Trotsky was, in Lenin's final written words (which you'll have to look up when Marxists.org is back up), was a great and able theorist. Stalin had collected power in his hands.
Trotsky was fundamentally correct about his analysis. Even Stalinists, who tend to despise Trotsky, eventually end up getting back to his analysis of a given situation. For instance, Stalinists (as Stalin himself) don't really stick with the counter-industrial scheme, the Third Period nonsense, or advocate helping Kang Khi Shek instead of Mao, or any other damned thing.
However, before this turns to any kind of gloating one way or the other, Stalin had the power in his hands. In the Marxist vernacular, this has to do with praxis. But for here, we can simply say that Trotsky's theories, like all theories, are useless should they not be implemented.
Philosophers have merely interpreted the world in various ways; the point is to change it..
The other thing here is that one must be aware that Trotskyists, today, tend to be of the two camps that Trotsky repeatedly told everyone to resist:
Trotsky wrote:There is no doubt that the USSR today bears very little resemblance to that type of Soviet republic that Lenin depicted in 1917 (no permanent bureaucracy or permanent army, the right of recalling all elected officials at any time and the active control over them by the masses “regardless of who the individual may be,” etc.). The domination of the bureaucracy over the country, as well as Stalin’s domination over the bureaucracy, have well-nigh attained their absolute consummation. But what conclusions would follow from this? There are some who say that since the actual state that has emerged from the proletarian revolution does not correspond to ideal a priori norms, therefore they turn their backs on it. This is political snobbery, common to pacifist-democratic, libertarian, anarcho-syndicalist and, generally, ultraleft circles of petty-bourgeois intelligentsia. There are others who say that since this state has emerged from the proletarian revolution, therefore every criticism of it is sacrilege and counterrevolution. That is the voice of hypocrisy behind which lurk most often the immediate material interests of certain groups among this very same petty-bourgeois intelligentsia or among the workers’ bureaucracy. These two types – the political snob and the political hypocrite – are readily interchangeable, depending upon personal circumstances. Let us pass them both by.

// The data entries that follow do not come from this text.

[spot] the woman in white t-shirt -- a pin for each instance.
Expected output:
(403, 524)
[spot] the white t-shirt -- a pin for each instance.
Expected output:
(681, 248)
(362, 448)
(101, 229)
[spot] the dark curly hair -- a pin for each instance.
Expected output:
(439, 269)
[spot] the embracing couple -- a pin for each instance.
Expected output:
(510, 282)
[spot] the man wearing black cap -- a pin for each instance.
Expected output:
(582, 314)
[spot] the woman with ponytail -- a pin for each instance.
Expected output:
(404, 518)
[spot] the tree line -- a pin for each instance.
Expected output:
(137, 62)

Nonetheless, Trotsky becomes a flag under which both, "the political snob," and, "the political hypocrite," can rally as he isn't Stalin. In this vein, most Marxists today consider themselves Trotskyists whether they are or not. Some tendencies, like those that follow Alex Callinicos, claim to be Trotskyists by virtue of them rejecting Trotsky's views and thus saving Trotsky from himself—as if the memory of a fallen saint is more important than what the saint thought or stood for.
And, as noted, Stalinists can use the same Trotsky flag to shake their fist at while eventually coming to accept the theories that Trotsky laid out in opposition.
As to the capitalist west, you can follow with ease Churchill or the
New York Times, or any other source condemning Trotsky as the worst devil that had ever existed and cheering on Stalin through the struggle—the general assumption being that Trotsky would win. Up until, of course, Trotsky is killed. Then he becomes the ultimate martyr to show the brutality of the Soviet system the sweet prince had naively attended to build before it turned against him as it will turn against everyone that advocates the left. This is, on its face, propaganda and nothing more.
And this is where it gets real hairy as Trotsky is a symbol, more than anything to most people.
It's best to read Trotsky and not trust anything anyone says about him. Not even me.
Alis Volat Propriis; Tiocfaidh ár lá; Proletarier Aller Länder, Vereinigt Euch!